"The steadfast of mind You will keep in perfect peace, because he trusts in You."
This stood out to me this morning as I was reading through the song in Isaiah 26. It probably caught my attention because peace is one of the most elusive of the fruits of the spirit to me. Ok, well let me be honest, rarely can I say that any of them define me, but peace likes to keep a little extra distance from me.
“I was born to go to war, it comes so natural to me…” as Derek Webb sings “I’ve got a poison conscience telling me to go with that.” Is it funny, sad or both that this is the connection I made as I was thinking about the Isaiah text? I think a poison conscience and a disposition to war pretty accurately describes me much of the time. Perfect peace does not.

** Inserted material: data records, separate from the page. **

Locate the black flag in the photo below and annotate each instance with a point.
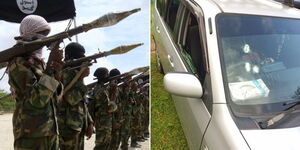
(51, 10)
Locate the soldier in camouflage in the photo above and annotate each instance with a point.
(126, 96)
(102, 112)
(146, 110)
(136, 116)
(34, 88)
(74, 120)
(117, 118)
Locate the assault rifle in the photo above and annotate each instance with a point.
(23, 48)
(118, 50)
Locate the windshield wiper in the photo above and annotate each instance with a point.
(276, 119)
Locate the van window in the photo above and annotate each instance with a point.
(172, 13)
(190, 43)
(161, 6)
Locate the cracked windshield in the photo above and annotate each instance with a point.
(261, 58)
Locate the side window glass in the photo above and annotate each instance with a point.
(162, 7)
(191, 46)
(172, 9)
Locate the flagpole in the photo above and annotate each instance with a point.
(76, 36)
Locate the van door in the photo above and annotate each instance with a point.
(190, 55)
(165, 14)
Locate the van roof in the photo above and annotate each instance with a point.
(257, 7)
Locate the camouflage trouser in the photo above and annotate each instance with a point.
(146, 122)
(81, 140)
(116, 139)
(69, 141)
(40, 143)
(135, 128)
(103, 139)
(125, 132)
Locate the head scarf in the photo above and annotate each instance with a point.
(29, 28)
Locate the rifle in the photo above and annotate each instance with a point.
(23, 48)
(118, 50)
(124, 75)
(143, 76)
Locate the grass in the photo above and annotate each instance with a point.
(166, 130)
(6, 104)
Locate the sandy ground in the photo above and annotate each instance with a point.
(6, 136)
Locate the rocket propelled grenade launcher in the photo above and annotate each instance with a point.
(116, 51)
(29, 47)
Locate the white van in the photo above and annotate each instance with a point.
(233, 69)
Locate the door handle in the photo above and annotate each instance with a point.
(157, 29)
(171, 60)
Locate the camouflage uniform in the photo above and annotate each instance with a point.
(102, 118)
(73, 116)
(117, 120)
(127, 107)
(146, 113)
(136, 117)
(34, 119)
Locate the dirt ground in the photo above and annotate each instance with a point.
(6, 138)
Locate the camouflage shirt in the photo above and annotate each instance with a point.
(72, 113)
(33, 92)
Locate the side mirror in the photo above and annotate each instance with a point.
(183, 84)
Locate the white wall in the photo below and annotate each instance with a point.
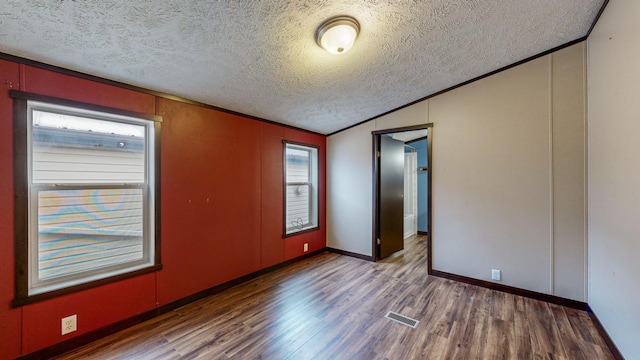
(614, 174)
(508, 176)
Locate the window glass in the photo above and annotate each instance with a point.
(91, 187)
(301, 194)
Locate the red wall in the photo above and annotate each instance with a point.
(221, 188)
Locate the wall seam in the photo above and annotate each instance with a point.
(551, 185)
(585, 205)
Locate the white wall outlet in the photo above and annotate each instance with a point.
(495, 274)
(69, 324)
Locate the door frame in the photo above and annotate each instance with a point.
(376, 188)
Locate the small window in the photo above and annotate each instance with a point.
(301, 188)
(91, 197)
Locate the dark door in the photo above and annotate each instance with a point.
(391, 196)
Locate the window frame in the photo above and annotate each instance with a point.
(22, 184)
(313, 183)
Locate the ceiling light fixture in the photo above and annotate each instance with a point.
(338, 34)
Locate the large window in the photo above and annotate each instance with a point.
(301, 187)
(89, 196)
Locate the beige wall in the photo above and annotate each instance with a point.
(508, 176)
(614, 174)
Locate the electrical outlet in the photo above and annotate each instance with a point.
(495, 274)
(69, 324)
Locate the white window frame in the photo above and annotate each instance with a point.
(30, 287)
(312, 224)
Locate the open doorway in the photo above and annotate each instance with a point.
(402, 188)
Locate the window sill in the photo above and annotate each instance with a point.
(303, 231)
(19, 301)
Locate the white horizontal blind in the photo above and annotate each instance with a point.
(83, 230)
(89, 182)
(298, 188)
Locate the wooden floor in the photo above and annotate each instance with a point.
(332, 307)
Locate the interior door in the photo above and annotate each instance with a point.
(391, 196)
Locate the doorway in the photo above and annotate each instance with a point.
(401, 167)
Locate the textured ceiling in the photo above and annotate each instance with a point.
(260, 58)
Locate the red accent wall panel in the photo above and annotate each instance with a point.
(10, 319)
(272, 206)
(210, 199)
(50, 83)
(95, 308)
(222, 204)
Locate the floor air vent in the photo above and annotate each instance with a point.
(402, 319)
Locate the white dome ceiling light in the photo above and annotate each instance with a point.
(338, 34)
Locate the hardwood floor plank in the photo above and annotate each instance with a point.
(332, 306)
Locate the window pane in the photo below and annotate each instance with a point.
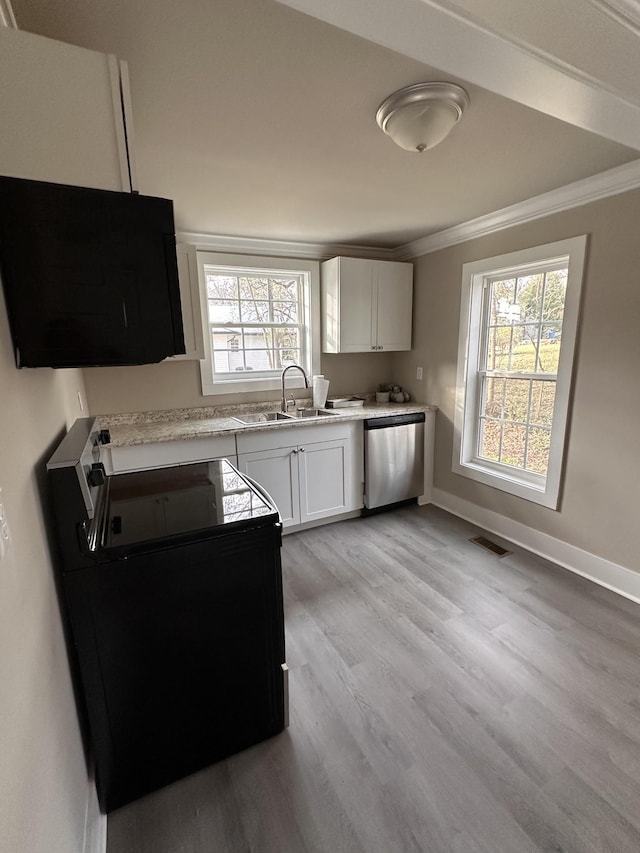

The peace that eludes me, Isaiah says, is directly related to the steadfastness of my mind. Steadfast - I am a word freak and this is a term that I use but that I wasn’t sure if I had a precise definition. So I sought advice from two dear friends, Merriam and Webster, and they said that it’s being firmly fixed in place. It’s a true definition but as I thought about it, it seems the word is sold short by it.
The definition makes it sound easy, but we know that it’s not; it’s the opposite of easy. This is why Cal Ripken is a baseball hero and marathons are a celebrated accomplishment. And it’s the reason people are in awe of a couple that has been married for 40 years.
To me, steadfast not only connotes being firmly fixed in place, but also what it takes to remain firmly in place. To resist against the things that challenge your ability to remain firm. To be steadfast is to be focused on a goal, but also having broad vision and an engaged mind in order to know what to resist against and how to resist it.
Without effective resistance stamina fails. I have run some marathons and done some things that might prompt people to think I am a man of endurance. But steadfastness is beyond me. My mind is not steadfast on the Lord. This type of steadfastness is as much related to endurance as it is the sober mindedness that Paul speaks of in his epistles.
Without a steadfast mind by way of endurance and sobriety, there is no rest for me. I don’t allow God to fight my wars for me. I don’t trust in God enough to relinquish my command to him. The wars I do fight are in large, causeless.
I must learn to engage my mind more consistently. I must learn to push my thoughts to Christ continuously, so that I may know the battlefield that I am in and that I may know where victory is found. This is what will bring me peace. I have a long way to go.